U.S. Regulator Urges Congress to Act Fast on Crypto Regulation

CFTC Chairman says digital asset marketplaces should be regulated with tactics such as needing to register with federal overseers. 

The head of a U.S. trading commission on Thursday called on Congress to move quickly to regulate the digital asset market after the swift collapse of cryptocurrency exchange FTX.

In remarks made before the U.S. Senate Committee on Agriculture, Nutrition, and Forestry, the chair of the Commodity Futures Trading Commission said if Congress doesn’t regulate the digital asset sector it could harm not only cryptocurrency investors, but financial markets overall.

“The events of the past few weeks embody—in the most regrettable way—the perilous state of the digital asset market,” Behnam said according to a prepared statement. “I strongly believe that we need to move quickly on a thoughtful regulatory approach to establish guardrails in these fast-growing markets of evolving risk, or they will remain an unsafe venture for customers and could present a growing risk to the broader financial system.”

The U.S. Department of Labor cautioned retirement plan fiduciaries to be careful in providing digital assets in 401(k) plans earlier this year, and the FTX collapse created a further chilling of interest among some advisers. Proponents of cryptocurrency in retirement plans point to surveying that shows workers—particularly younger ones—are interested in having access to digital assets in retirement plans.

Millions of 401(k) retirement savers currently have access to cryptocurrency investments through providers such as Fidelity Investments and crypto-investing proponent ForUsAll. Both firms this year have said they have made cryptocurrency available to workplace plan participants, with Fidelity making it available within the core plan lineup, and ForUsAll through the self-directed brokerage window.

Regulator Behnam told Senate members that if digital commodities are not regulated, it will leave consumers who have invested in digital assets “unprotected.” 

“Unlike other federal financial regulators, the CFTC lacks the necessary and direct authority to write rules and to oversee this marketplace,” Behnam said. “Instead, we may only reach it through more limited authority activated when fraud or manipulation has already occurred. While we can and do hold perpetrators accountable when we find fraud or manipulation, for the victims of the scheme, it is already too late.”

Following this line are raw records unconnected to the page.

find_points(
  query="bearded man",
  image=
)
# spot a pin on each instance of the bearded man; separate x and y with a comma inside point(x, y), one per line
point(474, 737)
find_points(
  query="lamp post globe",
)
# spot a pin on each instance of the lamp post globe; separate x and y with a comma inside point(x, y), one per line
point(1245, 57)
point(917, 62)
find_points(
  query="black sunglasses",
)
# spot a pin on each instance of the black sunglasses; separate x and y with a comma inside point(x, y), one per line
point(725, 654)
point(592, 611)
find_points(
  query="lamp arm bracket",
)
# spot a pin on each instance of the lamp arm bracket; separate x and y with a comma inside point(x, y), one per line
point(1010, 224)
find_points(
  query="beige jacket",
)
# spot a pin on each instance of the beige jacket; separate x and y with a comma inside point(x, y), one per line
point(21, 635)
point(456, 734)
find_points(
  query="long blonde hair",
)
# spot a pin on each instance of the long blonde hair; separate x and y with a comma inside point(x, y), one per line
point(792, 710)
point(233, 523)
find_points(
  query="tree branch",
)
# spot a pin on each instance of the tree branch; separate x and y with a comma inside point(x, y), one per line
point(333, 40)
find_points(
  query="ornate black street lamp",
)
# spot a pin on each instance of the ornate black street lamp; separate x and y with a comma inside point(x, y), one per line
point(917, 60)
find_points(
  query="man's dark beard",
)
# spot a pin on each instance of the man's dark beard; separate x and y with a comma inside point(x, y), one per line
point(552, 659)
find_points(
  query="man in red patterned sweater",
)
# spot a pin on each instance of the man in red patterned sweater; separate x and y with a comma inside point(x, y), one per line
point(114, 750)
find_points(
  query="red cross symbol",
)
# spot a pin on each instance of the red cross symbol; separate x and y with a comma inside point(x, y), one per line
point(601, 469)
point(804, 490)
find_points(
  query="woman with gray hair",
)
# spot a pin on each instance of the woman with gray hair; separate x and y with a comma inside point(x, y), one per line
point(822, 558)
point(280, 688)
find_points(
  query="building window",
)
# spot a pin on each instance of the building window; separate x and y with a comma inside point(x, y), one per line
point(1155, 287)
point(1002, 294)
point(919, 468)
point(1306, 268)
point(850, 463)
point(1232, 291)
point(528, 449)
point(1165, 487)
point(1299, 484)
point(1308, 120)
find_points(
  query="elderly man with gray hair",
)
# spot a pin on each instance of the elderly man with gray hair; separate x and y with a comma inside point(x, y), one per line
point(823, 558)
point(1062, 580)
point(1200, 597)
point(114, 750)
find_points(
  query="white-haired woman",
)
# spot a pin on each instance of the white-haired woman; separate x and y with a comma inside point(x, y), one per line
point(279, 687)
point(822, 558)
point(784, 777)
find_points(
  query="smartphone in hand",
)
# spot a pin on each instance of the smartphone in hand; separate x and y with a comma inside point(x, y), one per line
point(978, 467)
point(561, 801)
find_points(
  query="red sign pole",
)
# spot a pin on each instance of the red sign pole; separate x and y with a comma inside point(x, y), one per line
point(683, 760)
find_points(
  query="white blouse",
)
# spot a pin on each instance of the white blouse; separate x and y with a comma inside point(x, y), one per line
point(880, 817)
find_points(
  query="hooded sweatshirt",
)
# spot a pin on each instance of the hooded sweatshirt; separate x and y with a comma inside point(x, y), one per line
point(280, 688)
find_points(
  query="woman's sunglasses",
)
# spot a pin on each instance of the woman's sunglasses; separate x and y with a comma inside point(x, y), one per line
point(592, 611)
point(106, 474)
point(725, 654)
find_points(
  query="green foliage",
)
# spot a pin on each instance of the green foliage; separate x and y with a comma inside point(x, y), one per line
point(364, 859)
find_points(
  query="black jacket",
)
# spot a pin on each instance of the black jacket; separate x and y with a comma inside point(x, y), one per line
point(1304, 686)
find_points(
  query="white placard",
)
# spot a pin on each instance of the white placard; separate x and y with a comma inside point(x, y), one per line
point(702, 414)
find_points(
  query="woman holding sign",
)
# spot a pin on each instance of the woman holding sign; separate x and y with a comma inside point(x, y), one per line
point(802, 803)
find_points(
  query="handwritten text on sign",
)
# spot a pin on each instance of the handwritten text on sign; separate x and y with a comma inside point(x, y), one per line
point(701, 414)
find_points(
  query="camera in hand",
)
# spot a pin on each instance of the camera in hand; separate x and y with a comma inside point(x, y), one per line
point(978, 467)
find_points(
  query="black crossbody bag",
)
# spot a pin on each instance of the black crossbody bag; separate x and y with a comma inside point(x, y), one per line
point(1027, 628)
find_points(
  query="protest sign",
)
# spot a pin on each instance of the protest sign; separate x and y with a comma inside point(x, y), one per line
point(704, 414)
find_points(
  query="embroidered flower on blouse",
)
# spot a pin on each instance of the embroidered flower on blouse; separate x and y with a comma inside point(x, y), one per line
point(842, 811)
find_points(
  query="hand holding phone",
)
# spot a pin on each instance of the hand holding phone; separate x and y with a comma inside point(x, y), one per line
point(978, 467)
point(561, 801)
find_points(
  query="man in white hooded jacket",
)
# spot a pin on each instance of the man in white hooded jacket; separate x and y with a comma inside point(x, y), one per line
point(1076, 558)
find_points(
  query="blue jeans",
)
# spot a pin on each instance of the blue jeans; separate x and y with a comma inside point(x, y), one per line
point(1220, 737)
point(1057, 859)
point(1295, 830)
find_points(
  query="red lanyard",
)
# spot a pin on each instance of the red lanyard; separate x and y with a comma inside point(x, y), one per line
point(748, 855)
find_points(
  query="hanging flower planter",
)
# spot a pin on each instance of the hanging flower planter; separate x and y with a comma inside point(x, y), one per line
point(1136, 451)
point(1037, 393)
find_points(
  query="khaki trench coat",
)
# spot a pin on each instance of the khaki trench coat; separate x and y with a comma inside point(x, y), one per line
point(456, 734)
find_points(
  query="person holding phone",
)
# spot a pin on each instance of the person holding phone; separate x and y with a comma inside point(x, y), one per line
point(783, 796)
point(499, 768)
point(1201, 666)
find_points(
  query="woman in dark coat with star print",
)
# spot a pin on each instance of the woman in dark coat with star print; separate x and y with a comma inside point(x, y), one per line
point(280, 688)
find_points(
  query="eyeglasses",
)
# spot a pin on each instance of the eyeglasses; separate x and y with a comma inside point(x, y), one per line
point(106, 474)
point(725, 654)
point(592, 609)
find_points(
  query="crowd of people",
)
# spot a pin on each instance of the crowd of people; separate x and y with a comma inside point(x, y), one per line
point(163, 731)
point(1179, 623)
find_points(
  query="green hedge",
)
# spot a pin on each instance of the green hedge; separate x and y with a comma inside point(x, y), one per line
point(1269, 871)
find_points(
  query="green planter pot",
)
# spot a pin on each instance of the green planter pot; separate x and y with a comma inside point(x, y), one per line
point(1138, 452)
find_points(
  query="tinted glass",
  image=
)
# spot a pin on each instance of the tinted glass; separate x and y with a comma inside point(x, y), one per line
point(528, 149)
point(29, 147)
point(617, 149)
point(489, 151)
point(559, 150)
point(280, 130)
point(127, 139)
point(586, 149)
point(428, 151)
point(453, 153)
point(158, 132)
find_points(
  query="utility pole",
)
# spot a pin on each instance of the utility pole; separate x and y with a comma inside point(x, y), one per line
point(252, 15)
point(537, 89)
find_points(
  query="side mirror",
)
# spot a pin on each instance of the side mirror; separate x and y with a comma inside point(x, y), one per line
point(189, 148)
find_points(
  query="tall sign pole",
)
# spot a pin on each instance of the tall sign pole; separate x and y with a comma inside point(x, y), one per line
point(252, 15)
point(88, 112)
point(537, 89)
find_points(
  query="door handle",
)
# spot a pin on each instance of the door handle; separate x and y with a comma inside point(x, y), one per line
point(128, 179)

The U.S. Senate Committee on Agriculture, Nutrition, and Forestry and chaired by Debbie Stabenow, D-Michigan. Stabenow, along with ranking member John Boozman, R-Arkansas, in August introduced a bill called the Digital Commodities Consumer Protection Act (DCCPA).

In his remarks, Behnam recommended a shared regulatory responsibility between the CFTC and the Securities and Exchange Commission (SEC). The SEC would regulate digital asset tokens, while the CFTC would oversee a limited subset of commodity tokens.

The CFTC chair also suggested regulatory action such as requiring trading platforms targeting retail market participants to register with a federal market regulator. The platforms would be subject to requirements including the separation and protection of customer funds, maintenance of sufficient capital to operate, and public disclosures backed by independent, certified accounting, he said.

Without regulatory authority over cash digital commodity markets, the CFTC has relied on whistleblowers, Behnam said. These tips have led to 60 enforcement cases in the digital asset space since 2014, with total penalties of just over $820 million. In fiscal year 2022, more than 20% of the CFTC’s 82 enforcement actions involved digital assets.

“But as I suggested over a year ago, the fraud that we are able to prosecute is likely a fraction of what exists in the shadows,” he said.